Burghard B. Rieger:

Inducing a Relevance Relation in a Distance-like Data Structure of Fuzzy Word Meaning Representations

In: Allen, R.F. (eds.): Data Bases in the Humanities and Social Sciences (Proceedings: 4th International Conference ICDBHSS/83), Osprey, FL (Paradigm Press) 1985, pp. 374-386


Abstract

Modelling representational systems for word meanings and/or world knowledge is a problem of mutual and complex relatedness. Different formats have been used with differing success among which that of stereotypical and/or prototypical meaning and knowledge representation appeared to be most adequate in view of how conceptual knowledge is made use of and/or new concepts are being conveyed. Under the notion of lexical relevance and semantic disposition this interdependency may operationally be clarified and empirically be reconstructed from natural language discourse - although most approaches to word semantics and conceptual modelling do not address these issues.
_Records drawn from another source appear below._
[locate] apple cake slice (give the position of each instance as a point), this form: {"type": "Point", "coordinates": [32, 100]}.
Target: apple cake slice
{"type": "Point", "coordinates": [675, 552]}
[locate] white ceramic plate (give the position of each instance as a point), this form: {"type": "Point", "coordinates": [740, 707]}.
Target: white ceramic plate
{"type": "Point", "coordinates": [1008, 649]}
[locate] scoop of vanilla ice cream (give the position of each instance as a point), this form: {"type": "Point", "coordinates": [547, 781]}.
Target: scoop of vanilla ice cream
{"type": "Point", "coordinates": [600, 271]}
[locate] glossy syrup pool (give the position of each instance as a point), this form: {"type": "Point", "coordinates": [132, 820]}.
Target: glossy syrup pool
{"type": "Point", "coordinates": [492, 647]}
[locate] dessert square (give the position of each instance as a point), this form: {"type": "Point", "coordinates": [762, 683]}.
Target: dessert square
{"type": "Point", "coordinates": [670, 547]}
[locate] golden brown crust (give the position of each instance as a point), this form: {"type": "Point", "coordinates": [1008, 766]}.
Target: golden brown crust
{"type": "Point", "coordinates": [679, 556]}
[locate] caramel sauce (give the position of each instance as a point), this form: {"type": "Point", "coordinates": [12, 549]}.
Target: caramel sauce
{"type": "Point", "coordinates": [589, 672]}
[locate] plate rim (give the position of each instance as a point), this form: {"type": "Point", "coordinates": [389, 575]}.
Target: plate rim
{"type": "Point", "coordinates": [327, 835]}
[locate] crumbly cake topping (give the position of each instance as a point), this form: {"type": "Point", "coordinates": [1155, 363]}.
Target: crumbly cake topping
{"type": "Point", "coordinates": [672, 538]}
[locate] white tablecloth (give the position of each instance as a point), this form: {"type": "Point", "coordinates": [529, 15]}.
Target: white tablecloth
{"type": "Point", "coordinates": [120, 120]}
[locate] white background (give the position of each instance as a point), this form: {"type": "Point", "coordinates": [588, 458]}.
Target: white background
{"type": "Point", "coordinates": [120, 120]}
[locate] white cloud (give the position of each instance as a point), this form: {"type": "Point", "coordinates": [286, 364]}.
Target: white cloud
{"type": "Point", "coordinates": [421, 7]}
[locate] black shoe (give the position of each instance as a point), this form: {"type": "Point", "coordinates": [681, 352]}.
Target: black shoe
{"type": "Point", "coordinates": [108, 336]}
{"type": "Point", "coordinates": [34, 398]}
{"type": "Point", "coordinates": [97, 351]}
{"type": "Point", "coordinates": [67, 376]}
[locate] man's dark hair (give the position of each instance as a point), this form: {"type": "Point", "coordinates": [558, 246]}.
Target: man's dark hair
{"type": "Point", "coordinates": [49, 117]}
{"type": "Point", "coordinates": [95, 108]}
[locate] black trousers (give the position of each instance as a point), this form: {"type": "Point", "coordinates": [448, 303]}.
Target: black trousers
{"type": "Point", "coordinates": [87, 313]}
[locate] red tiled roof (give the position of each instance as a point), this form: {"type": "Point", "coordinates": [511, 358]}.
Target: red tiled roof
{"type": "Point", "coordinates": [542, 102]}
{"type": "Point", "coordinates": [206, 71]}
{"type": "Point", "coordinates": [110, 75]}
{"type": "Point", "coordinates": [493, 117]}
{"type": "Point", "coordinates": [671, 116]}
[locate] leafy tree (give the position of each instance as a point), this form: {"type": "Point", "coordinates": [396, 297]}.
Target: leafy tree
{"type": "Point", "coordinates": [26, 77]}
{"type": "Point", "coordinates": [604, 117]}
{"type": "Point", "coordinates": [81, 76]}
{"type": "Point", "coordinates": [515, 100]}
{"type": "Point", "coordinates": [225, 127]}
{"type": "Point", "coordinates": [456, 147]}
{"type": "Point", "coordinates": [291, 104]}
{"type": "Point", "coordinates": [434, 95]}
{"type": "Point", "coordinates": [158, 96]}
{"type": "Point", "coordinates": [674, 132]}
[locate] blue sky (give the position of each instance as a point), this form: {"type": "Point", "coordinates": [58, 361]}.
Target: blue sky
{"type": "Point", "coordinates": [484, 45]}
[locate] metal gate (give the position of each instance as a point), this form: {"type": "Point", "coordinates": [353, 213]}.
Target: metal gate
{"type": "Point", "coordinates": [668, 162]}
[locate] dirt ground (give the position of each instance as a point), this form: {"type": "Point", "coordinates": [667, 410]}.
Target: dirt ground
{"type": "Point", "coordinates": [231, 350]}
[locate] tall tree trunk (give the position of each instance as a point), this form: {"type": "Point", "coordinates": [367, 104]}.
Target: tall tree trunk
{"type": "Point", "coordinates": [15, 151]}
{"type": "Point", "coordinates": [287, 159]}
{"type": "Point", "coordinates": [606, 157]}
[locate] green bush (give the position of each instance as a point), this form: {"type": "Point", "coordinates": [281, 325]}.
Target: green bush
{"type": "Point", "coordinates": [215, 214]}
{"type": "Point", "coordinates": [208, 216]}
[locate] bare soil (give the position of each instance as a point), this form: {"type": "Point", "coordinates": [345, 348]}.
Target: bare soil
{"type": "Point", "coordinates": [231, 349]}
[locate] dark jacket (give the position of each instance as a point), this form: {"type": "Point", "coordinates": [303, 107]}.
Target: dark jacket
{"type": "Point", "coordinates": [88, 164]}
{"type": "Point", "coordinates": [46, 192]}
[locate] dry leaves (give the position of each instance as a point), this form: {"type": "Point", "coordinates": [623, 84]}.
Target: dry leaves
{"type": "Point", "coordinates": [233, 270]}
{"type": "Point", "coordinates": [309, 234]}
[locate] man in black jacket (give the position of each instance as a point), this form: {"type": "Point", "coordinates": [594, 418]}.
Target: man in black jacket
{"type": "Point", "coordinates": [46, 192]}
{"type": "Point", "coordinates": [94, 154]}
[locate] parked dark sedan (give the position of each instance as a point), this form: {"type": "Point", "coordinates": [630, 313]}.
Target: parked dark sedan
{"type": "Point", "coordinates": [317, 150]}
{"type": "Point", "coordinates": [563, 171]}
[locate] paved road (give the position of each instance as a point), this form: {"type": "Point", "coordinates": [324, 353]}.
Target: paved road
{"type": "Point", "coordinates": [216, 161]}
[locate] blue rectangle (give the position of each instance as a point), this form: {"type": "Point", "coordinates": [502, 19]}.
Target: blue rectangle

Instead, linguists and psychologists, as well as artficial intelligence experts engaged in word meaning and/or world knowledge representation still provide the necessary semantic and external world information introspectively, i.e. they are exploring (or make testpersons explore) their own competence and memory capacities to depict their findings in some semantic or conceptual structures (lists, arrays, networks, etc.).
Other than these introspective explorations, the present approach strives to derive directly via automatic analysis of natural language discourse (input) some basic data (output) whose relational structure need not be defined statically in declarative terms of logical-deductive hierarchies but will instead be imposod procedurally by algorithms which allow for the dynamic induction of relevant analogical-associative dependencies to form semantic dispositions.
By way of a sketchy overview rather than a qualifying introduction, it will (first) be outlined according to what principles the natural language discourse is analysed statistically and how the data obtained is represented formally. Constituting the semantic space model (second), its structure is examined for specific meaning representations, their positions, environments, and clustering properties. Starting from the notion of priming and spreading activation in memory as a cognitive model for comprehension processes, we will (third) deal with our procedural method of representing semantic dispositions by way of inducing lexical relevance relations within semantic space. Concluding (fourth) we shall point to two or three problem areas connected with word meaning and concept processing which may be tackled anew and perhaps brought to a more adequate though still tentative solution under an empirically founded approach to procedural semantics.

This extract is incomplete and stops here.